A force ma what? A force majeure clause. A force majeure clause is a contract provision that relieves the parties from performing their contractual obligations when certain circumstances beyond their control arise, making performance inadvisable, commercially impracticable, illegal, or impossible. A force majeure clause, as law students learn it, is applicable when there is "an act of God" and can be enforced upon the occurrence of an unexpected event such as hurricanes, floods, earthquakes, war, terrorism, civil disorder, labor strikes or disruptions, fire, disease or medical epidemics or outbreaks.
What is the benefit? If your contract has a force majeure clause you may be able to exercise your contractual right of nonperformance due to COVID-19. Depending on the specific clause in your contract, you may be able to cancel the entire contract without penalty. Force majeure clauses come in all shapes and sizes. The clause can carve out specific occurrences such as a hurricane or labor strikes, etc. It is important to review your specific contract to determine what options are available.

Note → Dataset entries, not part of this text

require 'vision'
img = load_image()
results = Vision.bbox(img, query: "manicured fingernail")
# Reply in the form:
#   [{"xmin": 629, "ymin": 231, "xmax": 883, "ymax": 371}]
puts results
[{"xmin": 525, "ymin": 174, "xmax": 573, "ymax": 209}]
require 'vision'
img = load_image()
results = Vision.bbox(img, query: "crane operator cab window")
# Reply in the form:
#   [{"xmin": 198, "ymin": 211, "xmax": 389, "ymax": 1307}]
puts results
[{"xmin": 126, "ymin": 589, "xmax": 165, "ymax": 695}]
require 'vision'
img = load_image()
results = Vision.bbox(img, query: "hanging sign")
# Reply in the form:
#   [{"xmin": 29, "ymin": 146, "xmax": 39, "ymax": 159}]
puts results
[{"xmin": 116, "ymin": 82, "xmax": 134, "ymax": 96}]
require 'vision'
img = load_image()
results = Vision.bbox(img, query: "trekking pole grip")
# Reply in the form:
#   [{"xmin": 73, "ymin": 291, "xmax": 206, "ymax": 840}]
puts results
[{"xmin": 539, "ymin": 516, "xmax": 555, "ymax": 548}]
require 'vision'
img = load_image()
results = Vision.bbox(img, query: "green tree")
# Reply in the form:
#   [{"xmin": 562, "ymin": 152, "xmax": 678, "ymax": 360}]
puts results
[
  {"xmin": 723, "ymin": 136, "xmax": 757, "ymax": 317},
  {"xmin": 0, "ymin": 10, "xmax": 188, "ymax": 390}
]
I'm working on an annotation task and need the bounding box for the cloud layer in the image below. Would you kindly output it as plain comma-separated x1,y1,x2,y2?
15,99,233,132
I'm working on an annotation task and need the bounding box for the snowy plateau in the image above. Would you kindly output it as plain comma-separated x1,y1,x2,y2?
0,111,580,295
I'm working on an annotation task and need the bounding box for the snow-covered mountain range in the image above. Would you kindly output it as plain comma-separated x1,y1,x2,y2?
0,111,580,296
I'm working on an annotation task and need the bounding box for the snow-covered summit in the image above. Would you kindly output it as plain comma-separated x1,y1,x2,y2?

Where to find it? Force majeure clauses are usually found in the "boilerplate" section of a contract. Meaning, the last section that usually includes other clauses such as "Choice of Law," "Severability," and "Entire Agreement."
What if your contract does not have a force majeure clause? Your contract likely has a force majeure clause. It is one of those clauses that are usually always thrown in. You know, just in case. If your contract does not have a force majeure clause there are some common law doctrines that may be of assistance. Including "impracticability" and "frustration of purpose."
The key is to review your contract and see what contractual rights are available to you.